The characteristic comprises a topic of the user prompt. The characteristic comprises a type of output requested for the user prompt. The software 204 can cause the execution/performance of natural language processing (NLP) to determine a topic of the user prompt.

The plurality of AI engines have scores for the characteristic, and the software is configured to select the at least one AI engine from the plurality of AI engines based on the at least one AI engine having a higher score for the characteristic. The at least one AI engine is selected based on having a high probability of accuracy (e.g., the best accuracy) for the characteristic compared to the other/remaining AI engines. Example scores/probabilities of accuracy are depicted in FIGS. 10 and 11.

The at least one AI engine has a score for the characteristic, and the software 204 is configured to update the score for the characteristic based on an inaccuracy being in one or more responses from the at least one AI engine. FIG. 3 depicts decreasing the score based on inaccuracies per domain.

The user prompt is received from a user, and the characteristic comprises one or more of a role of the user, an organization of the user, or a location of the user. Reference can be made to FIGS. 6, 7, 8, and 9.

It is to be understood that although this disclosure includes a detailed description on cloud computing, implementation of the teachings recited herein are not limited to a cloud computing environment. Rather, embodiments of the present invention are capable of being implemented in conjunction with any other type of computing environment now known or later developed.

Cloud computing is a model of service delivery for enabling convenient, on-demand network access to a shared pool of configurable computing resources (e.g., networks, network bandwidth, servers, processing, memory, storage, applications, virtual machines, and services) that can be rapidly provisioned and released with minimal management effort or interaction with a provider of the service. This cloud model may include at least five characteristics, at least three service models, and at least four deployment models.

Characteristics are as follows:

On-demand self-service: a cloud consumer can unilaterally provision computing capabilities, such as server time and network storage, as needed automatically without requiring human interaction with the service's provider.

Broad network access: capabilities are available over a network and accessed through standard mechanisms that promote use by heterogeneous thin or thick client platforms (e.g., mobile phones, laptops, and PDAs).

Resource pooling: the provider's computing resources are pooled to serve multiple consumers using a multi-tenant model, with different physical and virtual resources dynamically assigned and reassigned according to demand. There is a sense of location independence in that the consumer generally has no control or knowledge over the exact location of the provided resources but may be able to specify location at a higher level of abstraction (e.g., country, state, or datacenter).

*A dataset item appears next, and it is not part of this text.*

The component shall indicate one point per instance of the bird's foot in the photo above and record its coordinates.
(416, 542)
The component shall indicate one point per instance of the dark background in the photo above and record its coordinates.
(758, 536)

Rapid elasticity: capabilities can be rapidly and elastically provisioned, in some cases automatically, to quickly scale out and rapidly released to quickly scale in. To the consumer, the capabilities available for provisioning often appear to be unlimited and can be purchased in any quantity at any time.

Measured service: cloud systems automatically control and optimize resource use by leveraging a metering capability at some level of abstraction appropriate to the type of service (e.g., storage, processing, bandwidth, and active user accounts). Resource usage can be monitored, controlled, and reported, providing transparency for both the provider and consumer of the utilized service.

Service Models are as follows:

Software as a Service (SaaS): the capability provided to the consumer is to use the provider's applications running on a cloud infrastructure. The applications are accessible from various client devices through a thin client interface such as a web browser (e.g., web-based e-mail). The consumer does not manage or control the underlying cloud infrastructure including network, servers, operating systems, storage, or even individual application capabilities, with the possible exception of limited user-specific application configuration settings.

Platform as a Service (PaaS): the capability provided to the consumer is to deploy onto the cloud infrastructure consumer-created or acquired applications created using programming languages and tools supported by the provider. The consumer does not manage or control the underlying cloud infrastructure including networks, servers, operating systems, or storage, but has control over the deployed applications and possibly application hosting environment configurations.

Infrastructure as a Service (IaaS): the capability provided to the consumer is to provision processing, storage, networks, and other fundamental computing resources where the consumer is able to deploy and run arbitrary software, which can include operating systems and applications. The consumer does not manage or control the underlying cloud infrastructure but has control over operating systems, storage, deployed applications, and possibly limited control of select networking components (e.g., host firewalls).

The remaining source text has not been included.